Posted by Naomi Finch at 26/09/2012 10:16:50
Isn't it funny the things people keep, either as keepsakes or because they “may come in handy”?
The other day, in the bottom drawer of Gramps' bookcase I found, amongst other strange and very old things, a bag of old knitting and crochet needles. Some were even in their original paper packaging from the 1940s. Now, I know Gramps has never had a penchant for knitting or crocheting. So I was curious as to how he came to have them – and why he still had them in 2012?
He told me they belonged to his mother, which shouldn't have surprised me as some of his furniture belonged to her too. Like the dressing table in his bedroom which still holds a cut glass trinket tray and an empty perfume atomiser sat on one of the lace doilies. I do chuckle as I clean it every week, as it looks so out of place in a man’s room. However, it does make me stop for a moment and remember her, and other lost loved ones, so it serves at least one purpose. She too lived to a ripe old age. I think I was about four when she passed away. I do remember that she lived with Gramps and Grandma, or did they live with her? I'm not actually sure. I'll have to ask him about that one. He was an only child, which I think was fairly unusual for his generation, hence he has her possessions.
Anyway, back to the knitting needles. Gramps couldn't recall a time when he had ever needed to use them, at least in the last 30 years anyway. But he maintained that they may yet come in handy. What for, though, he couldn't say. But he told me I should put them back where I found them, unless I wanted to use them (er, no thanks Gramps). What is it that makes someone keep something so useless to them? Is it a man thing, a generation thing or sentimentality? I suspect all three in Gramps’ case.
I also came across another keepsake of Gramps, which was very personal to me. One I didn’t even know about. In fact Gramps had forgotten about it, until he re-read it. In a tatty, brown, fusty smelling envelope I found a letter to Gramps from the local newspaper dated July 1969. It was from the editor advising him that he regretted that he couldn't accept his submission for publication and was returning it to him. Reading on I realised it was a poem, and it was about me.
"Address to a newborn grandchild
1st July 1969.
No bannered trumpets' strident call for you, the day a prince was crowned.
No thousands there, but those who saw, comment you proudly held your day.
Yes, you gave voice, proclaimed your liege, around a crown of jewels soft and tender, seen in their eyes of azure, vert and gules.
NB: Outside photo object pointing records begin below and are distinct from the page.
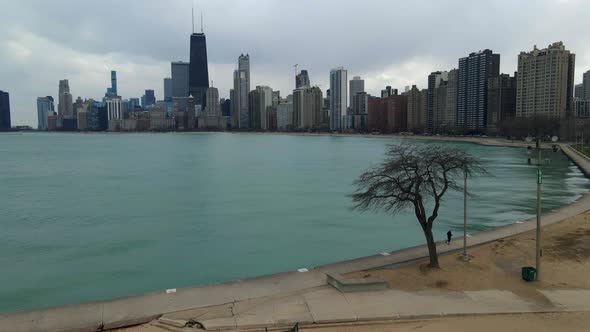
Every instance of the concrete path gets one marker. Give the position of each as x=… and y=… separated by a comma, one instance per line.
x=326, y=305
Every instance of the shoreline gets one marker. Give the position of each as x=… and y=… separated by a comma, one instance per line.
x=132, y=310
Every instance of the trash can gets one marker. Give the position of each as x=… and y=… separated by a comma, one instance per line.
x=529, y=273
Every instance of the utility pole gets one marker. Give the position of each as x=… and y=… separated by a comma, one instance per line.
x=465, y=257
x=538, y=250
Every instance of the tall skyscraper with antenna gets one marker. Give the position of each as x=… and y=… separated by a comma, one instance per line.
x=198, y=68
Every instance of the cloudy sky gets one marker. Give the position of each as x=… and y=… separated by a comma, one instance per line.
x=386, y=42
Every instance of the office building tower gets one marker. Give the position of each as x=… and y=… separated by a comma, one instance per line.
x=356, y=85
x=501, y=100
x=45, y=107
x=387, y=115
x=112, y=91
x=285, y=116
x=432, y=111
x=586, y=84
x=472, y=89
x=148, y=99
x=579, y=91
x=180, y=79
x=198, y=68
x=66, y=105
x=5, y=123
x=388, y=92
x=417, y=101
x=307, y=108
x=450, y=118
x=241, y=117
x=338, y=98
x=168, y=89
x=302, y=80
x=545, y=82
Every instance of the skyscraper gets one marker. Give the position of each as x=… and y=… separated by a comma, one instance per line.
x=501, y=100
x=66, y=105
x=198, y=69
x=114, y=82
x=180, y=79
x=450, y=121
x=434, y=81
x=241, y=90
x=338, y=97
x=302, y=80
x=4, y=111
x=472, y=88
x=45, y=106
x=586, y=84
x=356, y=85
x=579, y=91
x=168, y=89
x=148, y=99
x=416, y=105
x=545, y=82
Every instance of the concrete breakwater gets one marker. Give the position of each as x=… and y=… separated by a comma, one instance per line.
x=138, y=309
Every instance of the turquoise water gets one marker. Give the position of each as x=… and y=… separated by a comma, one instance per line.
x=95, y=216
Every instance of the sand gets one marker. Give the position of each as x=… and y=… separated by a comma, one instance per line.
x=497, y=265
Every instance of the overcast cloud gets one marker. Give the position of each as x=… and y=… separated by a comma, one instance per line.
x=387, y=42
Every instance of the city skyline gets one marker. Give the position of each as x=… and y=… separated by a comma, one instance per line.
x=34, y=60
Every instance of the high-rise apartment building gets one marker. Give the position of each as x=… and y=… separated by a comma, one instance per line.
x=450, y=119
x=586, y=85
x=302, y=80
x=579, y=91
x=472, y=88
x=338, y=98
x=198, y=69
x=5, y=123
x=307, y=108
x=66, y=105
x=240, y=114
x=45, y=107
x=148, y=99
x=168, y=89
x=545, y=82
x=388, y=115
x=501, y=100
x=433, y=108
x=180, y=79
x=417, y=102
x=356, y=85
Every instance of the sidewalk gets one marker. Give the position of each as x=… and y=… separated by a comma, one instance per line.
x=325, y=304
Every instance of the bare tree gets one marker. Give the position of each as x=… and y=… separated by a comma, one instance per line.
x=413, y=176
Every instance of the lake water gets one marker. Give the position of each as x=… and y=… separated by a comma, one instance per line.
x=94, y=216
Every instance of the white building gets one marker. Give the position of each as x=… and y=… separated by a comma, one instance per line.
x=338, y=97
x=285, y=116
x=356, y=85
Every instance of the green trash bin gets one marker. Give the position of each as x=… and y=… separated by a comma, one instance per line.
x=529, y=273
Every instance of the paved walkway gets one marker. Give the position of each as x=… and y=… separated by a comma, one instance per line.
x=327, y=305
x=303, y=296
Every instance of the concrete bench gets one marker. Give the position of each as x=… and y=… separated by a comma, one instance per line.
x=345, y=285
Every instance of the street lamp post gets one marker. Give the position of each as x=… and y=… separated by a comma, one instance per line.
x=465, y=256
x=538, y=252
x=538, y=245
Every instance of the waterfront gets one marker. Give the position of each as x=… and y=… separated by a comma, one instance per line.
x=91, y=217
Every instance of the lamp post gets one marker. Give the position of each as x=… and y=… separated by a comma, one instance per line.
x=538, y=245
x=465, y=256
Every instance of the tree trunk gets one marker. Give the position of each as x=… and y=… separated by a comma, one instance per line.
x=431, y=248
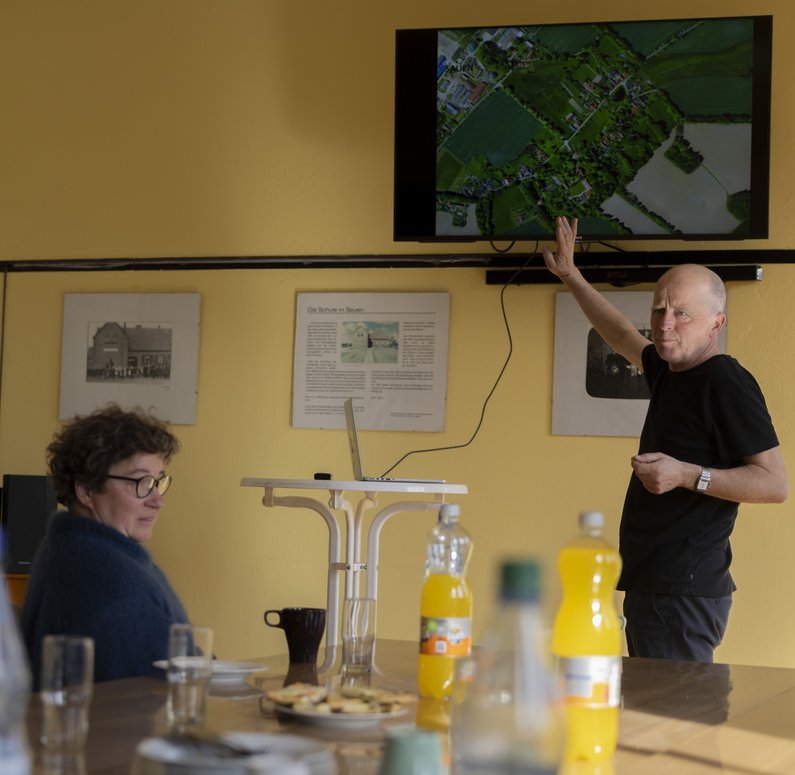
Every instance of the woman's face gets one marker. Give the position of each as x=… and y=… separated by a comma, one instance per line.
x=118, y=506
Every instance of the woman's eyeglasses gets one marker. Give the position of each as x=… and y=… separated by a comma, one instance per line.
x=145, y=484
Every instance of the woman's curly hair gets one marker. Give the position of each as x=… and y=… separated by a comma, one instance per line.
x=84, y=449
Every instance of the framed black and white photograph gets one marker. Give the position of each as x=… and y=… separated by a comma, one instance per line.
x=596, y=391
x=135, y=349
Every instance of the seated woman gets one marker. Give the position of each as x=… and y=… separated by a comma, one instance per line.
x=91, y=575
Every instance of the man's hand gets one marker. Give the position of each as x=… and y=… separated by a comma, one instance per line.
x=661, y=473
x=561, y=263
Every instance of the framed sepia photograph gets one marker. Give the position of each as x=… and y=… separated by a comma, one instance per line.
x=596, y=391
x=135, y=349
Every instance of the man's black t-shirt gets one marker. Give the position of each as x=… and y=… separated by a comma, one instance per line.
x=712, y=415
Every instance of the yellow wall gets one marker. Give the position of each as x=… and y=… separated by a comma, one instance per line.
x=264, y=127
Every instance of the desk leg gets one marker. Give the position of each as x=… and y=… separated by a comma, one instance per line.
x=375, y=533
x=333, y=584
Upon your cheek, your hands albeit unconsciously, held twixt theirs, was placed a kiss of sweet parental fealty, to symbolise for everyone your guidance and protection.
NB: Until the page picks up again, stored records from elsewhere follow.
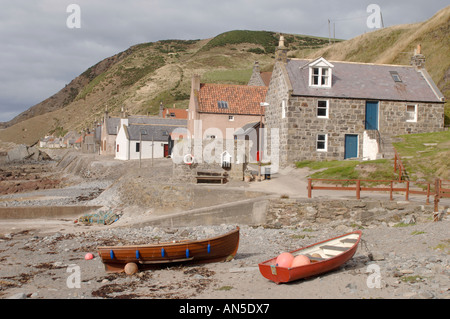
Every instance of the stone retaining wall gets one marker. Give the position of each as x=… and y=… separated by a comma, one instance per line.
x=304, y=212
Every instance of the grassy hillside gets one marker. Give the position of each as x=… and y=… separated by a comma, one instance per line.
x=145, y=75
x=395, y=45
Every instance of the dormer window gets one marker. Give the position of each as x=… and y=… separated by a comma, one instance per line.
x=320, y=73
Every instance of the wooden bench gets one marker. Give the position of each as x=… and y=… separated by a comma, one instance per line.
x=204, y=176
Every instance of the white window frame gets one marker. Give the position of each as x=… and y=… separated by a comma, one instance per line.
x=411, y=119
x=324, y=73
x=327, y=109
x=325, y=149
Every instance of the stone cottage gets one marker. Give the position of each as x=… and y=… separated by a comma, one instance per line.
x=328, y=110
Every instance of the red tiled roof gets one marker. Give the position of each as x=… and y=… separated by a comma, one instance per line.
x=241, y=99
x=266, y=76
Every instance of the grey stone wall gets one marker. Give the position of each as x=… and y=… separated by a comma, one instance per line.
x=299, y=129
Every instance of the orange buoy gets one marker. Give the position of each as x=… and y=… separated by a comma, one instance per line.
x=131, y=268
x=285, y=260
x=300, y=260
x=88, y=256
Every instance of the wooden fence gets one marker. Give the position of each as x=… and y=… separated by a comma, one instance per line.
x=438, y=189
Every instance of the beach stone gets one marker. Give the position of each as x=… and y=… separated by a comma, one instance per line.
x=376, y=256
x=20, y=295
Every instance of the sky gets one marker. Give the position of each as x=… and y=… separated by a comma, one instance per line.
x=44, y=44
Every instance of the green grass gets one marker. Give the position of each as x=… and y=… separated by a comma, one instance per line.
x=426, y=156
x=266, y=39
x=227, y=76
x=373, y=170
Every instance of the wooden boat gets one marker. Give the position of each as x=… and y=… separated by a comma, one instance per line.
x=220, y=248
x=324, y=256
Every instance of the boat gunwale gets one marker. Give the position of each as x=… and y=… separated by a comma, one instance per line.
x=266, y=263
x=177, y=243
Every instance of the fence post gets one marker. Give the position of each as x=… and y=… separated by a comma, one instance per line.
x=358, y=189
x=407, y=190
x=436, y=196
x=309, y=187
x=391, y=190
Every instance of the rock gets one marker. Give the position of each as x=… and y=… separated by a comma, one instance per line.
x=19, y=295
x=409, y=220
x=376, y=256
x=425, y=295
x=407, y=271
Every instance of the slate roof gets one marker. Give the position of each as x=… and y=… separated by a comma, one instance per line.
x=241, y=99
x=113, y=123
x=178, y=113
x=158, y=132
x=365, y=81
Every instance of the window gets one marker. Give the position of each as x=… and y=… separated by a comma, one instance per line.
x=320, y=76
x=322, y=108
x=395, y=76
x=321, y=143
x=411, y=113
x=222, y=104
x=320, y=73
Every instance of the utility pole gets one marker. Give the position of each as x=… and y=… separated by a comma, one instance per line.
x=329, y=32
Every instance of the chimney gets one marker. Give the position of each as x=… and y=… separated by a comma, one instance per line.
x=281, y=54
x=256, y=68
x=161, y=109
x=196, y=82
x=418, y=59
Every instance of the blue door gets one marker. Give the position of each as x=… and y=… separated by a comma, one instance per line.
x=371, y=115
x=351, y=146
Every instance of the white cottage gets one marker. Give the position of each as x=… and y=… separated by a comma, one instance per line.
x=144, y=141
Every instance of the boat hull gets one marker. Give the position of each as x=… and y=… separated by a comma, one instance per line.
x=217, y=249
x=277, y=274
No great speech within those walls of mellowed stones wherein began the lives of many, but in one accord of many tongues they say, Amen, a princess for our home."
How proud must he have been on the day I was born! And what a shame it was never published and has been kept in a draw for the last 43 years. Well, it’s published now Gramps! I don’t even know what some of the words mean, but I understand the sentiment completely. I’m going to type it up and frame it as a keepsake. Call me sentimental, but I may even use the knitting needles to make the frame.